In his nearly two-hour address at the Communist Party congress, Mr. Xi emphasized the importance of technological innovation, but made strong indications that the state, not private industry, would guide key initiatives. Making only oblique references to broader tech clashes with the United States, he called for China to cultivate talent and fund basic scientific research as it seeks to increase its global competitiveness.

“Xi didn’t quite frame China’s path forward as a competition between China and the West, but rather as a storm of external pressures to be weathered,” said Kendra Schaefer, head of tech policy at Trivium China, a research group.

For China’s beleaguered internet industry, there was little indication that a series of strict new rules focused on cybersecurity, data protection and monopoly behavior would change.
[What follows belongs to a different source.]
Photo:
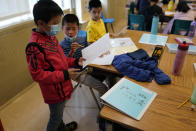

Mr. Xi praised the direction of the internet environment, noting that the “cyber ecology continued to improve.” It was a signal that strict censorship and the use of the internet to spread propaganda would not lessen.

Five years ago, he called for developing a “market-oriented system for technological innovation.” This time, he focused on “national strategic needs,” a strong signal that the government will play the leading role in innovation initiatives going forward.

Instead of the web, Mr. Xi focused on achievements elsewhere. He said that China had “joined the ranks of innovative countries,” but pointed mostly to state-backed projects, including manned spaceflight, aircraft manufacturing, biomedicine and supercomputing. In another nod to government-led innovation, he said China would move fast to launch major national projects that are strategic, big-picture and of long-term importance.

Notably missing from Mr. Xi’s list of accomplishments were microchips, where China has struggled to achieve its goal of freeing itself from reliance on foreign countries. Although Mr. Xi said China would speed its efforts to build self-reliance, new United States rules restricting Chinese microchip and supercomputer firms’ access to key tech are likely to bite hard in the coming years, said Paul Triolo, senior vice president for China at Albright Stonebridge Group, a strategy firm.

“Xi likely does not yet appreciate how serious the new U.S. moves are for China’s technology ambitions. When the leadership chooses to respond after the party congress, China could unleash some surprises of its own,” he said.